Here’s how my good friend Merriam-Double-U defines it:
a system (as at a college) whereby persons are trusted to abide by the regulations (as for a code of conduct) without supervision or surveillance
I think it’s great. I dropped off a bag of crushed beer cans at The Beer Store yesterday, and the guy behind the counter asked, “How Many?” I told him the number and he gave me my deposit. No questions asked. Honour. Trust.
In the summer, I frequently take a journey to a family cottage, located in my old stomping grounds. On the way, there is a country road in the middle of nowhere. On that road, there is a long driveway. At the foot of that long driveway, there is a sign that says, “Pop $1”. Beside that sign are a small box with a slot in it and a cooler (I presume full of sugary, carbonated drinks). There are no cameras. No drone surveillance. No one watching. Just the honour system.

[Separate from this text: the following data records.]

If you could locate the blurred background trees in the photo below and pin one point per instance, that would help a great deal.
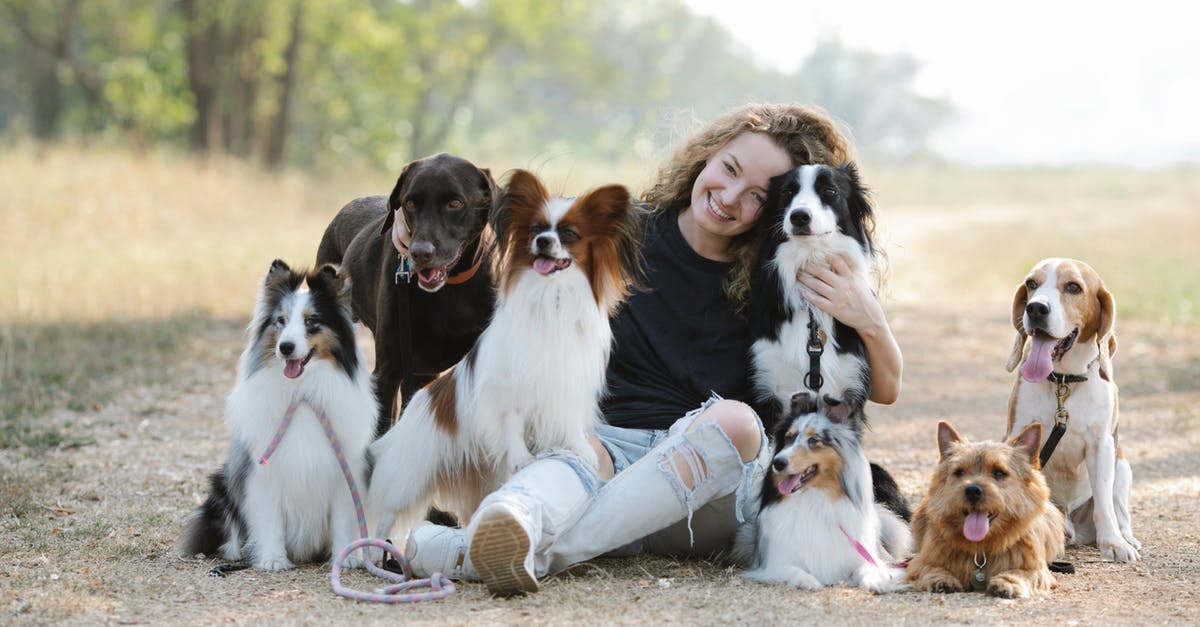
(313, 82)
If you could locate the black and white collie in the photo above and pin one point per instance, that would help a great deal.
(819, 524)
(300, 357)
(533, 380)
(810, 213)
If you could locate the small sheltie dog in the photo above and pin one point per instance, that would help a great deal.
(810, 213)
(534, 378)
(817, 523)
(300, 356)
(987, 523)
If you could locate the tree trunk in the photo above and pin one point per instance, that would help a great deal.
(279, 132)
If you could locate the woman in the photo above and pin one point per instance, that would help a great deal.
(672, 478)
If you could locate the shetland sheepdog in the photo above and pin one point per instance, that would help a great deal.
(534, 378)
(810, 213)
(817, 524)
(300, 357)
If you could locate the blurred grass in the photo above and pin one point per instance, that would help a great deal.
(117, 256)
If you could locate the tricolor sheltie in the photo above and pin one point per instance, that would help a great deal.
(817, 524)
(810, 213)
(301, 356)
(534, 378)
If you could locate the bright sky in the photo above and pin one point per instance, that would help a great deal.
(1033, 81)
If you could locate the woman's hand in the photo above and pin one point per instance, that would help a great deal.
(849, 298)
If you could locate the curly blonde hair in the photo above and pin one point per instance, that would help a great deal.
(807, 133)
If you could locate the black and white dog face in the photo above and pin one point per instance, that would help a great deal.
(816, 201)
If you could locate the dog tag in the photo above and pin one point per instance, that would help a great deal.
(978, 580)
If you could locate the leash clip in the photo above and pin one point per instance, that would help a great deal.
(403, 270)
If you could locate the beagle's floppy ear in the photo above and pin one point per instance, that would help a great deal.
(396, 197)
(1107, 335)
(1019, 300)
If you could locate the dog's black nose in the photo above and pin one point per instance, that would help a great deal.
(421, 251)
(801, 219)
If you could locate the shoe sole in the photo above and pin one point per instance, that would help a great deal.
(498, 550)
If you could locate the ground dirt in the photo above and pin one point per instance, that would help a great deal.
(94, 543)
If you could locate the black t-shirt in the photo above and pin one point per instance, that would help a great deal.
(677, 341)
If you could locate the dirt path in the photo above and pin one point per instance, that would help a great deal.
(90, 530)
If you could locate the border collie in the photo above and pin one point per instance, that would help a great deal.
(810, 213)
(817, 524)
(533, 380)
(300, 358)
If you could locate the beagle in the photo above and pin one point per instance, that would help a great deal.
(1065, 322)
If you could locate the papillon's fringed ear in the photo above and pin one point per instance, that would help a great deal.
(1107, 335)
(1029, 442)
(946, 437)
(396, 197)
(1019, 300)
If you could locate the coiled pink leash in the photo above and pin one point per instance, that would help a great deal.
(438, 584)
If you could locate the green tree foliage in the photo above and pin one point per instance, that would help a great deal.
(378, 83)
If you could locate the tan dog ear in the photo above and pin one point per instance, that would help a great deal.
(1029, 442)
(1107, 335)
(1019, 300)
(946, 437)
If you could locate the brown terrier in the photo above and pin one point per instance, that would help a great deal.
(987, 521)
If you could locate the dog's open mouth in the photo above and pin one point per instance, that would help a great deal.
(432, 279)
(977, 524)
(1044, 351)
(546, 266)
(791, 483)
(294, 368)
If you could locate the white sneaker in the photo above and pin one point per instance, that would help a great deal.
(438, 549)
(502, 551)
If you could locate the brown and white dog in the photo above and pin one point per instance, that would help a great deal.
(1065, 322)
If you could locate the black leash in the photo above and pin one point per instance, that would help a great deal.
(1061, 392)
(813, 378)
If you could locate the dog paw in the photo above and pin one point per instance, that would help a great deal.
(1119, 550)
(274, 565)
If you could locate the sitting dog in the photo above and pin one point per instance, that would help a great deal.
(533, 381)
(987, 521)
(300, 360)
(817, 524)
(443, 203)
(1066, 317)
(810, 213)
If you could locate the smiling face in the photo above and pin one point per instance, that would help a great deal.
(727, 195)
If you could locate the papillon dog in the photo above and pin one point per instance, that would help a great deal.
(534, 378)
(819, 524)
(301, 360)
(811, 213)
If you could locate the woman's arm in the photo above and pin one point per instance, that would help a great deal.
(849, 298)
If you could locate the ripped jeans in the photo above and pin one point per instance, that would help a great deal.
(647, 508)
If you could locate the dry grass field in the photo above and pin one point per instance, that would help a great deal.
(131, 275)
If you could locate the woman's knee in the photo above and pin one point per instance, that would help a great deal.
(739, 423)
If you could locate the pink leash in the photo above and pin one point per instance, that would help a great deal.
(439, 585)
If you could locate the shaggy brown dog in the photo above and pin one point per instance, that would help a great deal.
(987, 521)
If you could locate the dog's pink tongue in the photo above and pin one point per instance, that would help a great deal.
(544, 264)
(293, 368)
(1037, 365)
(789, 484)
(975, 529)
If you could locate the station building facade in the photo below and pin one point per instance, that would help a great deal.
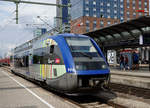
(89, 15)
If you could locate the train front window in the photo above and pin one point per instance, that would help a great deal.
(85, 54)
(81, 47)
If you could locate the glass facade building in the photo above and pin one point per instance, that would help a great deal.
(98, 8)
(96, 14)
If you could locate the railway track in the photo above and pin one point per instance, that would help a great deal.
(102, 100)
(139, 92)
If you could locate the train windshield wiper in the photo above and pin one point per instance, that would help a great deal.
(86, 55)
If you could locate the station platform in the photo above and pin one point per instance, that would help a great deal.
(16, 92)
(136, 78)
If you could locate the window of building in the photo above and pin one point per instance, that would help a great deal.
(108, 10)
(101, 23)
(94, 2)
(86, 8)
(115, 11)
(101, 3)
(128, 5)
(108, 4)
(87, 14)
(121, 6)
(94, 15)
(128, 12)
(87, 22)
(94, 24)
(101, 10)
(87, 2)
(94, 9)
(121, 12)
(115, 5)
(140, 14)
(108, 23)
(87, 29)
(116, 22)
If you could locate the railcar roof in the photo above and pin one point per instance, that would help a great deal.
(71, 35)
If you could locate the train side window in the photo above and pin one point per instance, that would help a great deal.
(51, 49)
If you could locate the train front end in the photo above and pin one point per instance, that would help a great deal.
(86, 67)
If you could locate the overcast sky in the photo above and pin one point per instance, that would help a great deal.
(12, 34)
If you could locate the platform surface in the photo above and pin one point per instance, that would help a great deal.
(16, 92)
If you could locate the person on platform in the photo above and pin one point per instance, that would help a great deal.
(135, 59)
(121, 62)
(126, 62)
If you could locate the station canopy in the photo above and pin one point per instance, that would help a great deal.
(125, 34)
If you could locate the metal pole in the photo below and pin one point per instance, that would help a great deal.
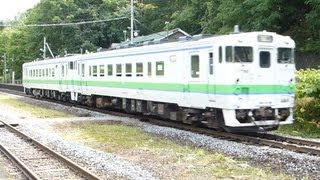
(132, 17)
(5, 68)
(44, 47)
(13, 77)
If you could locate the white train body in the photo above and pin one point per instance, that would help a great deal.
(237, 81)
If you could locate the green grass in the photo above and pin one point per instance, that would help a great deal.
(303, 129)
(34, 110)
(188, 162)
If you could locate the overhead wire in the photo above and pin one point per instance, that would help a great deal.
(63, 24)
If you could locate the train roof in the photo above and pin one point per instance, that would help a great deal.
(230, 39)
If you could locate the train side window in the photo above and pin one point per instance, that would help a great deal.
(110, 70)
(128, 70)
(62, 70)
(82, 70)
(119, 70)
(149, 69)
(211, 63)
(94, 71)
(264, 59)
(139, 69)
(220, 54)
(195, 68)
(101, 70)
(229, 54)
(160, 68)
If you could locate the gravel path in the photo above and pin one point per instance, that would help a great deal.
(111, 166)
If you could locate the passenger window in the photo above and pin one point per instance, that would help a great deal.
(211, 63)
(94, 71)
(149, 69)
(110, 70)
(101, 70)
(119, 70)
(195, 68)
(160, 68)
(229, 54)
(264, 59)
(129, 70)
(243, 54)
(220, 54)
(285, 55)
(139, 69)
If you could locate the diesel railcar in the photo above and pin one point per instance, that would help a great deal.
(238, 82)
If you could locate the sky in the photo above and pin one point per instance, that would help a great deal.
(11, 8)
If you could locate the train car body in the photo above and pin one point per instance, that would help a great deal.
(239, 82)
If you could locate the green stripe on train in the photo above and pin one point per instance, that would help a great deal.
(201, 88)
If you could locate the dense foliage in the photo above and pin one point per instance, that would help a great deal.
(297, 18)
(307, 105)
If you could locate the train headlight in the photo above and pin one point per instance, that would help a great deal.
(265, 38)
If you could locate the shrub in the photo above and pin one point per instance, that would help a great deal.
(307, 109)
(308, 83)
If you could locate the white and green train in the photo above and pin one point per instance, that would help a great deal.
(238, 82)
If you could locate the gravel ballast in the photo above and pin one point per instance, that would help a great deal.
(112, 166)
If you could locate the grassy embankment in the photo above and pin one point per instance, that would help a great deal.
(187, 161)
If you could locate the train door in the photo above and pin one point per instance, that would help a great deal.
(192, 76)
(82, 75)
(266, 71)
(73, 79)
(62, 80)
(211, 87)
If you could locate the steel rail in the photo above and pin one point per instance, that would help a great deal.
(290, 143)
(25, 170)
(67, 161)
(288, 139)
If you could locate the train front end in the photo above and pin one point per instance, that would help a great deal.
(258, 93)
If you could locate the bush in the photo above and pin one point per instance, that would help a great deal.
(307, 109)
(308, 83)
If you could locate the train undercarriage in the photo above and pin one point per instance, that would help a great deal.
(210, 117)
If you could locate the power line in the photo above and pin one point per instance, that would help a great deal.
(63, 24)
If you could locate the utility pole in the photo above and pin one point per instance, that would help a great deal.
(132, 18)
(44, 47)
(5, 69)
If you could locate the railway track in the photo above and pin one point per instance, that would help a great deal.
(36, 160)
(266, 139)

I just noticed it’s 2:22 PM. This is a special number for me. I see it all the time. To me, it means I’m on the right track.
Today I noticed I’m ten followers shy of one-hundred on NotSheepMinded. Just like 222 tells me I’m on track, a growing number of followers tells me that blogging the days away might be more than just a waste of time. I thought, “Wouldn’t it be cool if I could hit one hundred by the end of the weekend?”
Maybe with the help of the honour system, I can.
So here we go. This remainder of this blog post is like the can of delicious Mountain Dew in the icy water of the roadside cooler. It’s all yours, but pushing the follow button is the Loonie you put in the slotted box.
For those not living in Canada, a Loonie = a one-dollar coin. It’s called that because instead of displaying some cool all-seeing-eye/pyramid/Illuminati symbols, the back side just shows a loon floating in the water. A loon is like a duck.
So if you believe in the honour system, follow my blog and I will tell you a story. If you’re already a follower, thank-you. You truly are the reason I get out of bed every day. Without you, I would be getting black-out drunk while solving Rubik’s Cubes in my pyjamas all day.
As an added bonus, I will give you a link to a hilarious video about the honour system, with the caveat that it might not play in your region.
Without further ado, here is my story:
Ontario, Canada. January of let’s say 2006 or 2007. It’s cold. The snow is deep. The ice is thick. A Black Sheep calls in sick to work. He’s not in the mood for any work nonsense today.
The Black Sheep’s girlfriend follows his lead. She doesn’t want to work while he sits around solving Rubik’s Cubes in his pyjamas all day.
They decide to take a drive. A four-hour long drive. To the middle of nowhere. To a National Park that is frequented in the summertime, but barely used in the winter. They travel North along barren highways until they arrive at their destination.
They park the car and get out. The camp registration booth is boarded up. Their tire tracks in the day-old snow are the only evidence of human existence.
They go to enter the park and encounter a sign that says day-use visitors must pay five dollars. No guards. No gates. Just a request to please pay. Beside a slotted box, some envelopes to record some basic information on, and a chain that used to tether a pen to the box before it was torn off.
With no one around, it would have been easy to sashay on into the park without paying, but they believed in the honour system, so they walked back to the car, found five bucks and a pen to fill in the envelope.
Was skipping work, driving four hours, paying five bucks, and hiking a couple kilometres into the bush worth it?